Correlation Between Sunrun and Playa Hotels
Can any of the company-specific risk be diversified away by investing in both Sunrun and Playa Hotels at the same time? Although using a correlation coefficient on its own may not help to predict future stock returns, this module helps to understand the diversifiable risk of combining Sunrun and Playa Hotels into the same portfolio, which is an essential part of the fundamental portfolio management process.
By analyzing existing cross correlation between Sunrun Inc and Playa Hotels Resorts, you can compare the effects of market volatilities on Sunrun and Playa Hotels and check how they will diversify away market risk if combined in the same portfolio for a given time horizon. You can also utilize pair trading strategies of matching a long position in Sunrun with a short position of Playa Hotels. Check out your portfolio center. Please also check ongoing floating volatility patterns of Sunrun and Playa Hotels.
Diversification Opportunities for Sunrun and Playa Hotels
-0.93 | Correlation Coefficient |
Pay attention - limited upside
The 3 months correlation between Sunrun and Playa is -0.93. Overlapping area represents the amount of risk that can be diversified away by holding Sunrun Inc and Playa Hotels Resorts in the same portfolio, assuming nothing else is changed. The correlation between historical prices or returns on Playa Hotels Resorts and Sunrun is a relative statistical measure of the degree to which these equity instruments tend to move together. The correlation coefficient measures the extent to which returns on Sunrun Inc are associated (or correlated) with Playa Hotels. Values of the correlation coefficient range from -1 to +1, where. The correlation of zero (0) is possible when the price movement of Playa Hotels Resorts has no effect on the direction of Sunrun i.e., Sunrun and Playa Hotels go up and down completely randomly.

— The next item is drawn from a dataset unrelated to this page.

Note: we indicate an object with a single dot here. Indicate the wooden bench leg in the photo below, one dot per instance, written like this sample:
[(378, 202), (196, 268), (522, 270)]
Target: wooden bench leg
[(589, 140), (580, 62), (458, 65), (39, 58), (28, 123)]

Pair Corralation between Sunrun and Playa Hotels
Assuming the 90 days horizon Sunrun is expected to generate 5.67 times less return on investment than Playa Hotels. In addition to that, Sunrun is 2.45 times more volatile than Playa Hotels Resorts. It trades about 0.01 of its total potential returns per unit of risk. Playa Hotels Resorts is currently generating about 0.07 per unit of volatility. If you would invest 785.00 in Playa Hotels Resorts on September 5, 2024 and sell it today you would earn a total of 145.00 from holding Playa Hotels Resorts or generate 18.47% return on investment over 90 days.
Time Period | 3 Months [change] |
Direction | Moves Against |
Strength | Significant |
Accuracy | 99.22% |
Values | Daily Returns |
Sunrun Inc vs. Playa Hotels Resorts
Performance |
Timeline |
Sunrun Inc |
Playa Hotels Resorts |
Sunrun and Playa Hotels Volatility Contrast
Predicted Return Density |
Returns |
Pair Trading with Sunrun and Playa Hotels
The main advantage of trading using opposite Sunrun and Playa Hotels positions is that it hedges away some unsystematic risk. Because of two separate transactions, even if Sunrun position performs unexpectedly, Playa Hotels can make up some of the losses. Pair trading also minimizes risk from directional movements in the market. For example, if an entire industry or sector drops because of unexpected headlines, the short position in Playa Hotels will offset losses from the drop in Playa Hotels' long position.Sunrun vs. Playa Hotels Resorts | Sunrun vs. Hyatt Hotels | Sunrun vs. Pebblebrook Hotel Trust | Sunrun vs. SBA Communications Corp |
Check out your portfolio center.Note that this page's information should be used as a complementary analysis to find the right mix of equity instruments to add to your existing portfolios or create a brand new portfolio. You can also try the Earnings Calls module to check upcoming earnings announcements updated hourly across public exchanges.